To me, one thing was clear: multicellularity begins with the differentiation of cells. It is precisely at this point that the simplest multicellular organism emerges. From there, integration intensifies, leading to the development of tissues, organs, and functional systems of organs and tissues. Unlike I.S. Shklovsky (or rather his later views), I believed that the emergence of intelligent life was as inevitable as the emergence of chemical reactions and biological life.
But what is intelligence in relation to life? In my view, the key moment was the emergence of intelligence within a multicellular organism. The reproduction of chemical compartments was the first property that life acquired beyond chemical transformations. The second property was the differentiation of compartments, followed by their integration into tissues, organs, and organisms, with biochemical processes now permeating all of these biological systems. Vernadsky proposed the idea of the "ubiquity" of life: living matter is capable of spreading across the surface of the planet. It rapidly occupies all unclaimed areas of the biosphere, creating pressure on non-living nature.

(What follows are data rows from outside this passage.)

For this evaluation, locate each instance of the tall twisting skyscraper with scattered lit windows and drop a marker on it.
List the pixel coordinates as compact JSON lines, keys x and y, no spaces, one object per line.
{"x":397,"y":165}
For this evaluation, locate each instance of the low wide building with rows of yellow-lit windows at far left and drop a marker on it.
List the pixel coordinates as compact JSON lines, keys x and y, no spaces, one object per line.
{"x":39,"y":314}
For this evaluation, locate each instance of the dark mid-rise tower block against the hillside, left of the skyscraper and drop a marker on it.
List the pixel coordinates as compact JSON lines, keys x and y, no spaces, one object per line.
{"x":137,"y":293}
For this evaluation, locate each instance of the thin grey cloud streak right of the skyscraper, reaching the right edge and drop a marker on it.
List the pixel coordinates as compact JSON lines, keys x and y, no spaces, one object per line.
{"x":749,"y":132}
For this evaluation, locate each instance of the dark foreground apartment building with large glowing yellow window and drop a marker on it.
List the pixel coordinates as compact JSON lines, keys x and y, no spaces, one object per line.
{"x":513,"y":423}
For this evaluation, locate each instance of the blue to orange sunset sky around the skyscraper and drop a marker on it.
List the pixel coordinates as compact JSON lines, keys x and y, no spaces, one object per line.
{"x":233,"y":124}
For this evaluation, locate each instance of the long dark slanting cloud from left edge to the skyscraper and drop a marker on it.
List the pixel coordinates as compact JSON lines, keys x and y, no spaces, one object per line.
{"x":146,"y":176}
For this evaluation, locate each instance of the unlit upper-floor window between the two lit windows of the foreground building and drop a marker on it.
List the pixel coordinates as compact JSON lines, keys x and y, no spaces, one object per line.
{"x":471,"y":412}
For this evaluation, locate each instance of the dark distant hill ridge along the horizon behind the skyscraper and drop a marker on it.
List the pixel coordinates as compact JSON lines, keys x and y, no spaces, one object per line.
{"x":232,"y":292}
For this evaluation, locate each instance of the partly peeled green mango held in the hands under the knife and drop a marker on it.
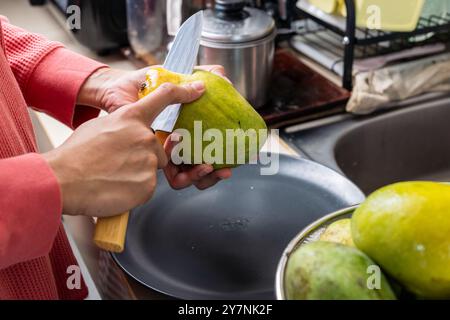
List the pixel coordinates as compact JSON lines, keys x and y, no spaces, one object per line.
{"x":221,"y":107}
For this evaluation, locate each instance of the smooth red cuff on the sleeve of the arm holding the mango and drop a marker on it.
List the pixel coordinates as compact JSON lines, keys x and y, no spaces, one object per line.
{"x":54,"y":85}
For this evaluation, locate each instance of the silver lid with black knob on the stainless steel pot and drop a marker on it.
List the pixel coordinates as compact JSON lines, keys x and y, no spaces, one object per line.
{"x":231,"y":22}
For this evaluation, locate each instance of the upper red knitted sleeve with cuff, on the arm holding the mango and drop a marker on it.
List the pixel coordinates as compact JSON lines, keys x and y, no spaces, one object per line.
{"x":49,"y":75}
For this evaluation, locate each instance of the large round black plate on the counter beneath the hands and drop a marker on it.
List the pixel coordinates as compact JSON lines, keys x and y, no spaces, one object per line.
{"x":225,"y":242}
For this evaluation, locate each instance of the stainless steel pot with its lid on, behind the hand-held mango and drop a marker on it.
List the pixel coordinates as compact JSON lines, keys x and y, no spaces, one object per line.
{"x":242,"y":40}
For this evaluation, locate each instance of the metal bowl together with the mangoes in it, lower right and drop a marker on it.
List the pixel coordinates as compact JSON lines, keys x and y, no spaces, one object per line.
{"x":395,"y":245}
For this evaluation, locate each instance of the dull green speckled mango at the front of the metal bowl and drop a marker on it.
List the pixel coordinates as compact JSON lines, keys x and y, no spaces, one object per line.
{"x":331,"y":271}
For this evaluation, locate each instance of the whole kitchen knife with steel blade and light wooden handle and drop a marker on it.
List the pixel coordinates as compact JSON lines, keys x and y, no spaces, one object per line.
{"x":110,"y":232}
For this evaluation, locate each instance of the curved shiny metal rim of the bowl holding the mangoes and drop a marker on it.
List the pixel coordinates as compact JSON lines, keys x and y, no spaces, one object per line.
{"x":310,"y":234}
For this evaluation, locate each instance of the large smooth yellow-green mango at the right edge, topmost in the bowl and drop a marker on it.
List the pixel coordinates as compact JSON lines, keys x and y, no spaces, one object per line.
{"x":405,"y":227}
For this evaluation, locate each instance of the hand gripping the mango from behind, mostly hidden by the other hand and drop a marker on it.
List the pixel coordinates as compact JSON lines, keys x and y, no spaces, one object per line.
{"x":110,"y":89}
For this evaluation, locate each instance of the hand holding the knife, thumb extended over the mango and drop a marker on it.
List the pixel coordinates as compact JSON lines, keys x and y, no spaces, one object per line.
{"x":108,"y":165}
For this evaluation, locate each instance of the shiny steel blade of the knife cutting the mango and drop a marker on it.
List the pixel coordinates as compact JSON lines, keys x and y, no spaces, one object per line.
{"x":181,"y":58}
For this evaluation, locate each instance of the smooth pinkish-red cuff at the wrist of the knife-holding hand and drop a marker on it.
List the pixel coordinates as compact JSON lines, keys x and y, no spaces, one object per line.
{"x":30,"y":210}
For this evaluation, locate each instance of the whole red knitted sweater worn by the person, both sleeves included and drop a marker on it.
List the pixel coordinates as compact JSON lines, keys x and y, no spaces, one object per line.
{"x":34,"y":250}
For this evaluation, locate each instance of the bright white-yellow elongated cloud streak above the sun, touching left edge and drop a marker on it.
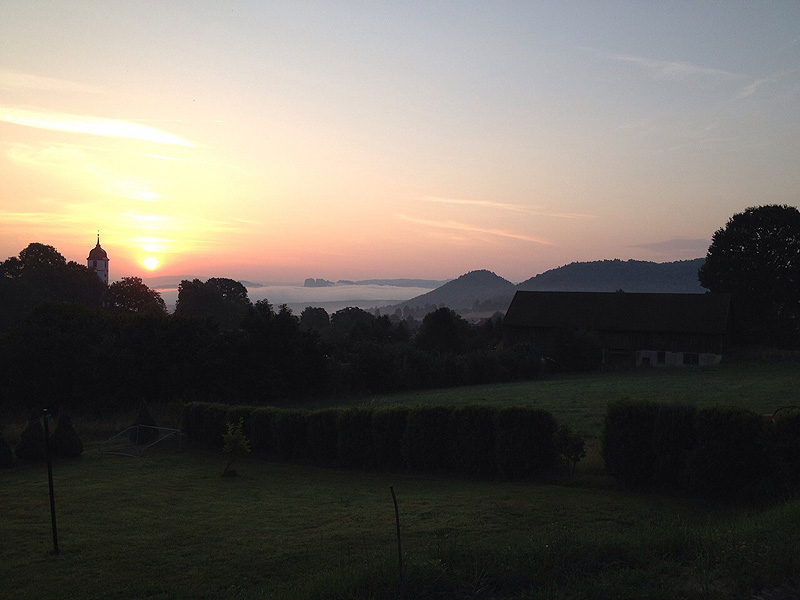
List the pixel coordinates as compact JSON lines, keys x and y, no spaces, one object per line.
{"x":88,"y":125}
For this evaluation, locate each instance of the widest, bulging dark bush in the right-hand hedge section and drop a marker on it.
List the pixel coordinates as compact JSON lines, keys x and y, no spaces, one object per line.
{"x":730,"y":460}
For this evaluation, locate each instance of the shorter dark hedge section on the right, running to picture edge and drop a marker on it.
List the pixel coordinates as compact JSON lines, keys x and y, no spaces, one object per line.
{"x":726,"y":454}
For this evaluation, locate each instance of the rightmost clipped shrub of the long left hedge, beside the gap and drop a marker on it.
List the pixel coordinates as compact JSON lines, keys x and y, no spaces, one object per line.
{"x":524,"y":442}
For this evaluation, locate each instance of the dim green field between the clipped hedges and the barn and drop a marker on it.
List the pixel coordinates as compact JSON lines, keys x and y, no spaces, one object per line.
{"x":580,"y":400}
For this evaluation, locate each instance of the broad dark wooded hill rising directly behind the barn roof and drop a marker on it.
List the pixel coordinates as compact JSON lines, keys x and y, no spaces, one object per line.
{"x":612,"y":275}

Life, as an ordered system of chemical reactions, gave rise to self-replication, differentiation, and integration of biochemical systems that could no longer be reduced solely to chemical processes, even though all these properties of life remained inseparable from ordered chemical reactions. The diversity of material forms that emerged through systems of ordered chemical reactions is immense, and the number of new organic chemical compounds has grown exponentially. Over its existence, these systems have transformed the atmosphere, lithosphere, and hydrosphere, influenced continental drift, and much more [5], providing rich material for scientists to develop fields like paleontology, paleogenetics, evolutionary biochemistry, biogeochemistry, evolutionary theory, and many other disciplines. It should be noted that without the physics of electrons in the atoms of chemical elements, chemical reactions would not be possible. However, molecules and supramolecular structures cannot be reduced solely to the energy states of electrons in atoms.

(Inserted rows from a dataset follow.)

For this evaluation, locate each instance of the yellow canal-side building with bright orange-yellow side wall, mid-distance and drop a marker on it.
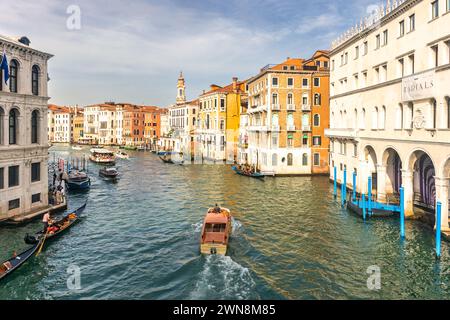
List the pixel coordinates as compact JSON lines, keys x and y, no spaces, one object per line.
{"x":218,"y":121}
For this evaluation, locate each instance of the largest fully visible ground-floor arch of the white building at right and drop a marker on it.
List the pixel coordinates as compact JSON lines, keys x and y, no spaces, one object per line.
{"x":424,"y":187}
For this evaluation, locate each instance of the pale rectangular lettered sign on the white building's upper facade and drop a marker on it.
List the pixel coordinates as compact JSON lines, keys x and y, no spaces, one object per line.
{"x":418,"y":87}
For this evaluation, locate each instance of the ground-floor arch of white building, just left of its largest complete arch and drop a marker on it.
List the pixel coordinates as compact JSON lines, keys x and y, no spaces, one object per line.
{"x":393,"y":164}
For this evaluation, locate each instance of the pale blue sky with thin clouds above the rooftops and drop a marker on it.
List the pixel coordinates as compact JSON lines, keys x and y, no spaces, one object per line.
{"x":133,"y":51}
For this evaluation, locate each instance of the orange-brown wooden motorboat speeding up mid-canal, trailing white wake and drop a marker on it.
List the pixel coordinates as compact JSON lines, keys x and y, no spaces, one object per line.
{"x":216,"y":231}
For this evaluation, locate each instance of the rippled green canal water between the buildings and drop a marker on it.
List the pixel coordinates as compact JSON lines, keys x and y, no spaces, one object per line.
{"x":139,"y":239}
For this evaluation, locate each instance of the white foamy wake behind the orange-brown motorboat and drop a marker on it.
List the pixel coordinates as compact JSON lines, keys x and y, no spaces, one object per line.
{"x":223,"y":279}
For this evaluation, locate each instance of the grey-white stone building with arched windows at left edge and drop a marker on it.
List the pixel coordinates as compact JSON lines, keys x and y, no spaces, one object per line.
{"x":23,"y":129}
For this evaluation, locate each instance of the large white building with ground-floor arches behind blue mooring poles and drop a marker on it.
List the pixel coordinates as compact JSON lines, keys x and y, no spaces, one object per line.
{"x":390,"y":109}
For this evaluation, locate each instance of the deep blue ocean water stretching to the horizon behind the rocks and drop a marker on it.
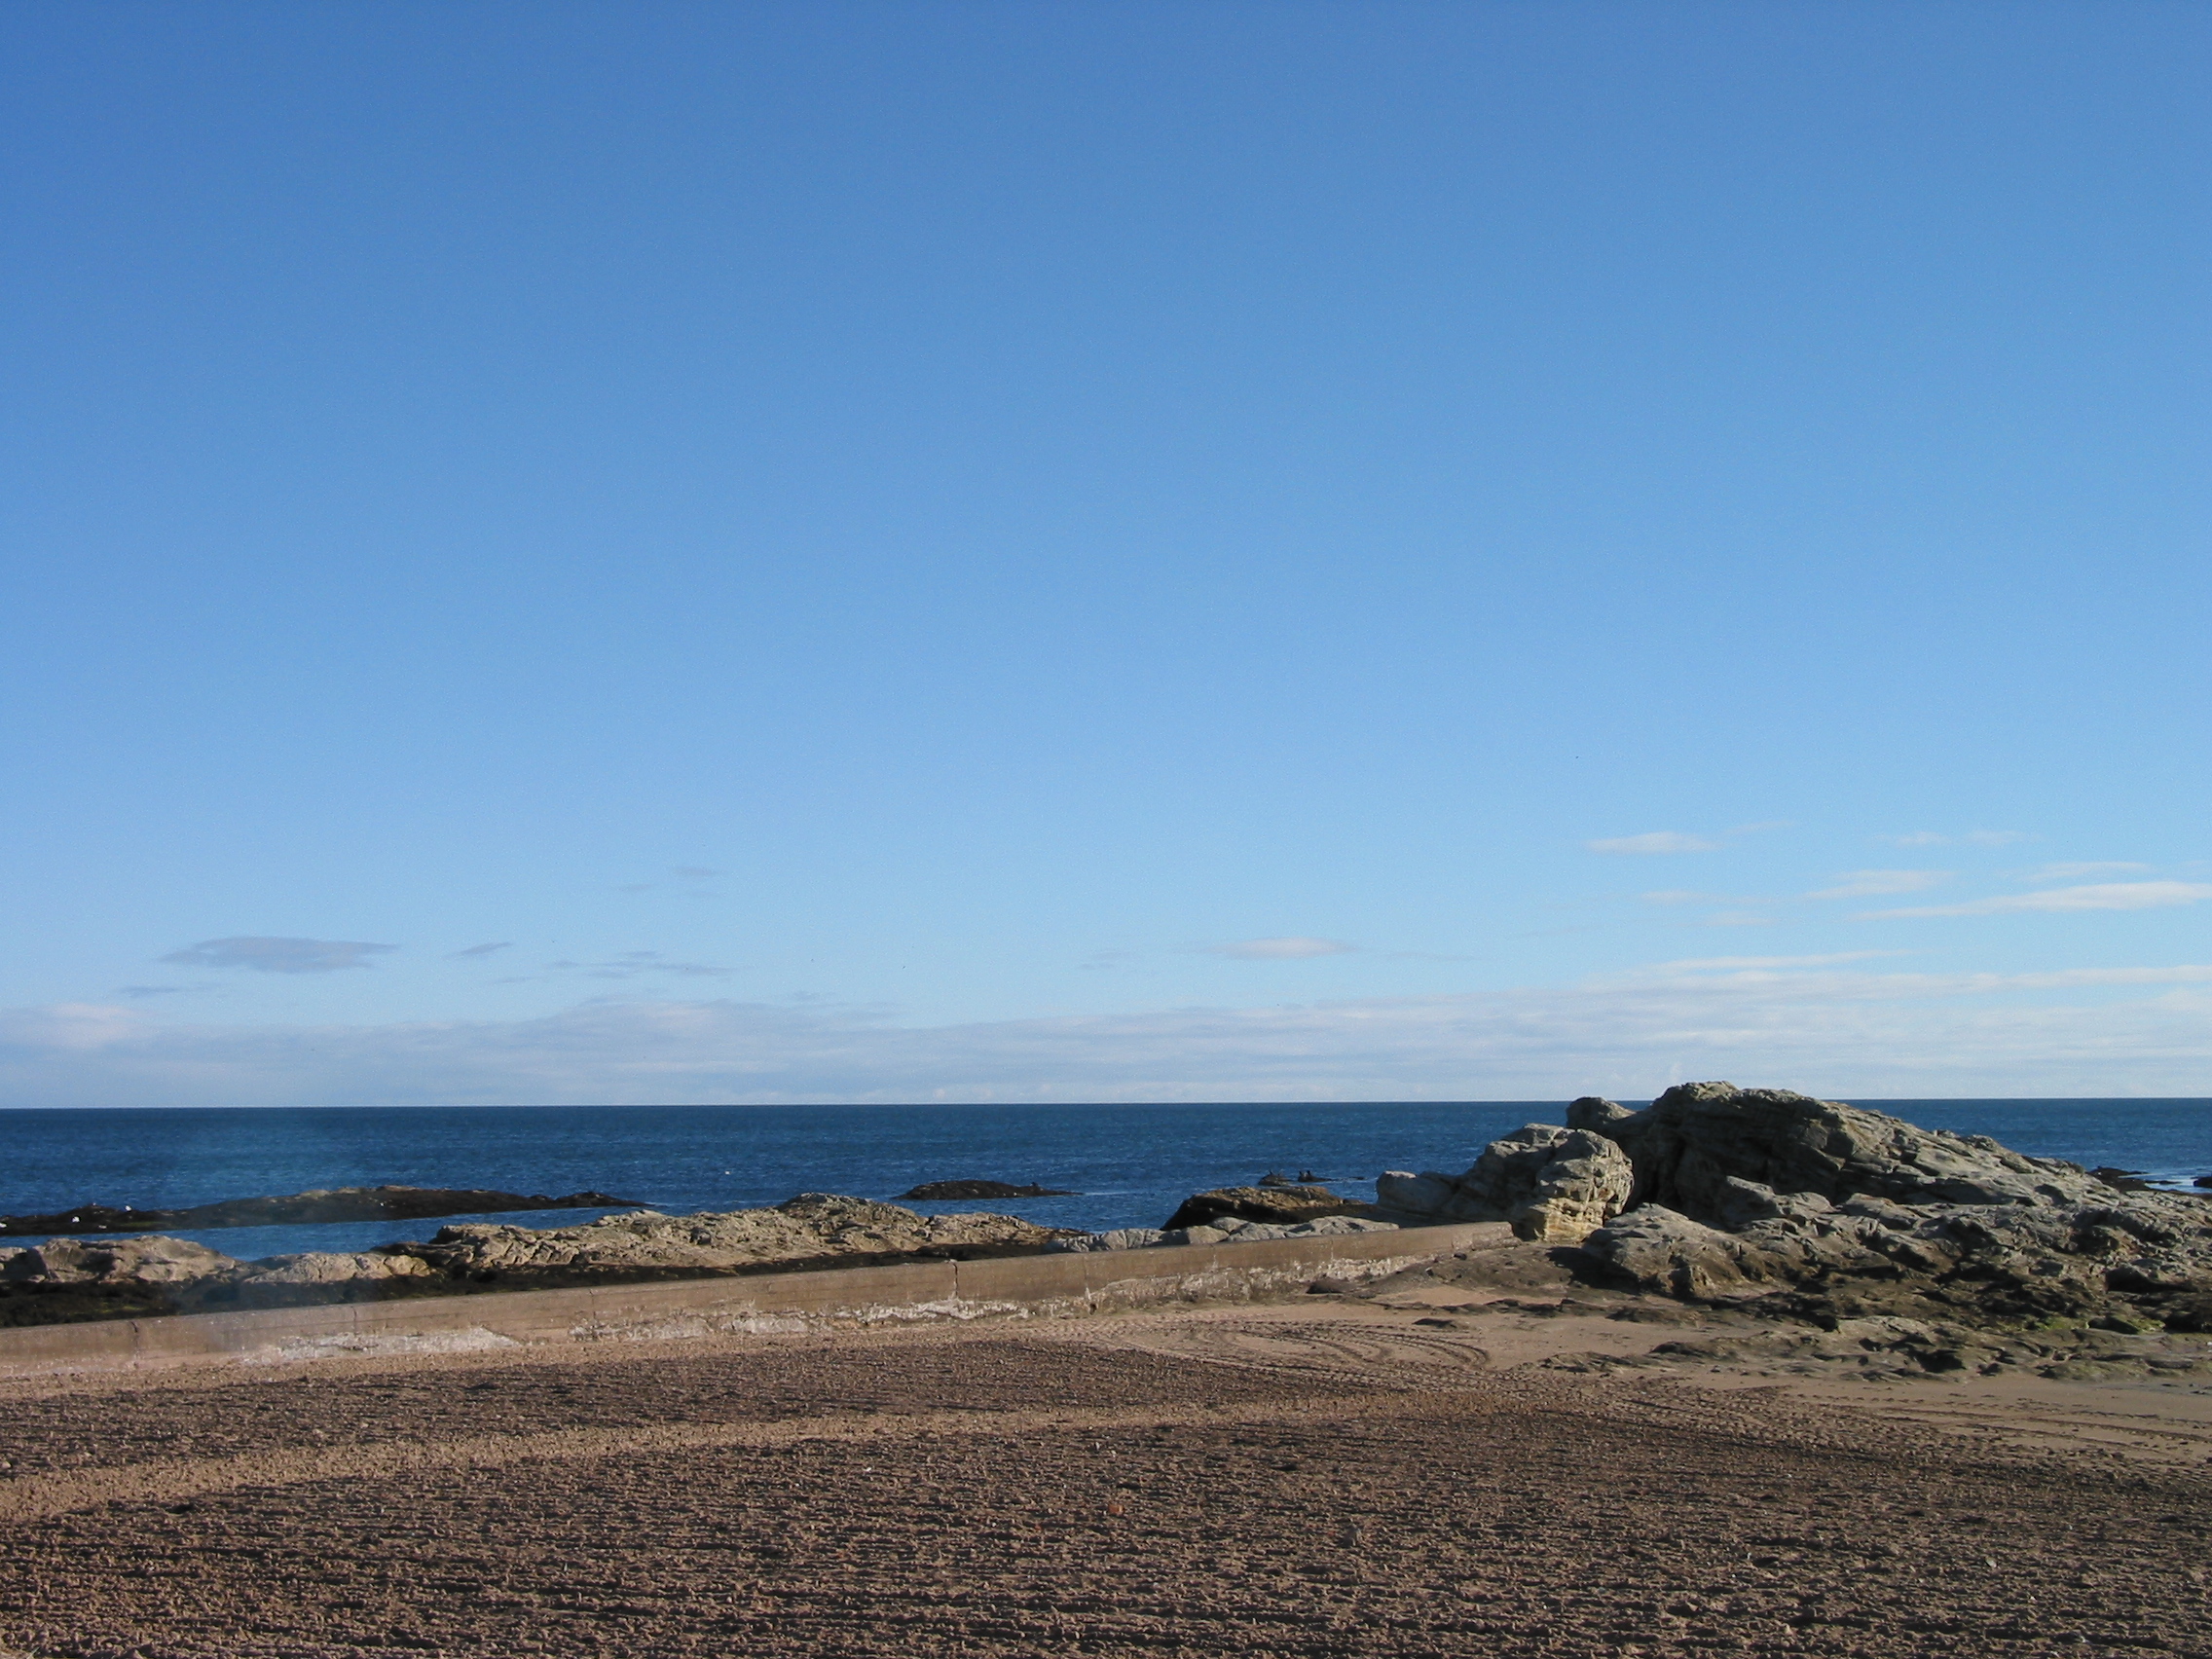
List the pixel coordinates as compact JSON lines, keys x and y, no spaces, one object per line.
{"x":1125,"y":1165}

The next property of life, which emerged specifically in multicellular organisms, was intercellular interactions – humoral and electrical, functioning as signals. The development of specialized areas sensitive to these signals – receptors, channels, and later synapses – marked a significant step. Nervous tissue, which in many higher organisms divides very little or not at all, devotes its entire resource to intercellular interactions – both electrical and chemical. Where mitosis is absent, electrogenesistakes precedence.

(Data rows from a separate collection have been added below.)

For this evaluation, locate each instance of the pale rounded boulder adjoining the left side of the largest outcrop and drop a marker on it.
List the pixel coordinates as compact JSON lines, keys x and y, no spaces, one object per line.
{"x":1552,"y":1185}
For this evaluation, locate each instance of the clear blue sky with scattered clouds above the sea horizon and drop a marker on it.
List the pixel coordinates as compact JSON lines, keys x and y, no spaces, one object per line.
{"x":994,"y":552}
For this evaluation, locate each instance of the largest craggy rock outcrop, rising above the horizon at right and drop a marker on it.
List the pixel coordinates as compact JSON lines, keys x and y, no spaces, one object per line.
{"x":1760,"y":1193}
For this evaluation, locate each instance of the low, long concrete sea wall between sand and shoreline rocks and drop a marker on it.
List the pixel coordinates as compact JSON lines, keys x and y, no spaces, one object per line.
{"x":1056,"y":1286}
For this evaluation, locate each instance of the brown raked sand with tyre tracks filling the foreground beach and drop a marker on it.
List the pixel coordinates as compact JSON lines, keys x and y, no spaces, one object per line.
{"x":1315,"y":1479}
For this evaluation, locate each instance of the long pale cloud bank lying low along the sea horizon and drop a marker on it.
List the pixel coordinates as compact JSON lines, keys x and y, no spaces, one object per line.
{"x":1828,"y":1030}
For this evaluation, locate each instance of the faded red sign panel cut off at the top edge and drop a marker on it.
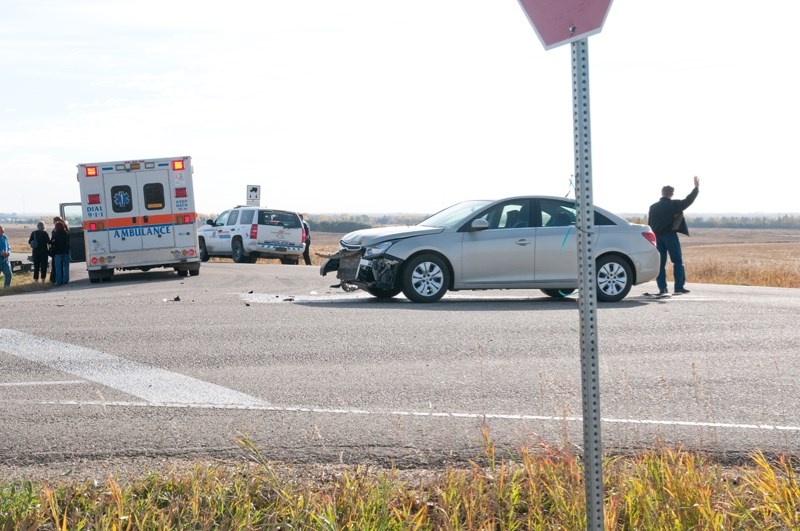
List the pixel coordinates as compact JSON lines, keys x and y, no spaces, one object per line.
{"x":558,"y":22}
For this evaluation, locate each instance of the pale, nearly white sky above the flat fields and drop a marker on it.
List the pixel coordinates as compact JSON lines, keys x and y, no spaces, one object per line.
{"x":370,"y":106}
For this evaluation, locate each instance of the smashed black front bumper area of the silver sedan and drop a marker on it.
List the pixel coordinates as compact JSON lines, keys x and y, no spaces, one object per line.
{"x":354,"y":272}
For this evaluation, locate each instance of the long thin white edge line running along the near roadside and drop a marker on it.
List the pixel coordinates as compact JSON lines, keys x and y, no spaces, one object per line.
{"x":431,"y":414}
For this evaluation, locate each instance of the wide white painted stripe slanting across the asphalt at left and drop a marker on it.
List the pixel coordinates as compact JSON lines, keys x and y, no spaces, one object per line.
{"x":148,"y":383}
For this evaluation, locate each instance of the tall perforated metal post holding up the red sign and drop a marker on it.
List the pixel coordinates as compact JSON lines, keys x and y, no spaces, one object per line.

Much later, together with Professor A.M. Seledtsov, I co-authored an article for a student collection titled "Calcium Ions, cerebral paroxysms, epileptogenesis, mitosis, and apoptosis"[13]. At the time, we hypothesized that the calcium-calmodulin complex and nitric oxide are among the most ancient intracellular messengers. One of the most critical functions of calcium ion regulation in the nervous system is its role in apoptosis. Some effects of calcium ions on nervous tissue are temporally organized in a paroxysmal manner, primarily concerning pathological phenomena (epileptic paroxysms, the activation of pathological cravings for alcohol). Despite existing cellular calcium defenses, vertebrates – with their calcium-based skeletons – are prone to numerous pathological processes where hypercalcicity (an elevated concentration of calcium ions within the cell) plays a key role. These processes are temporally organized either paroxysmally (e.g., epileptic seizures, activation of alcohol cravings, certain cardiac arrhythmias) or non-paroxysmally (e.g., affective disorders, arterial hypertension).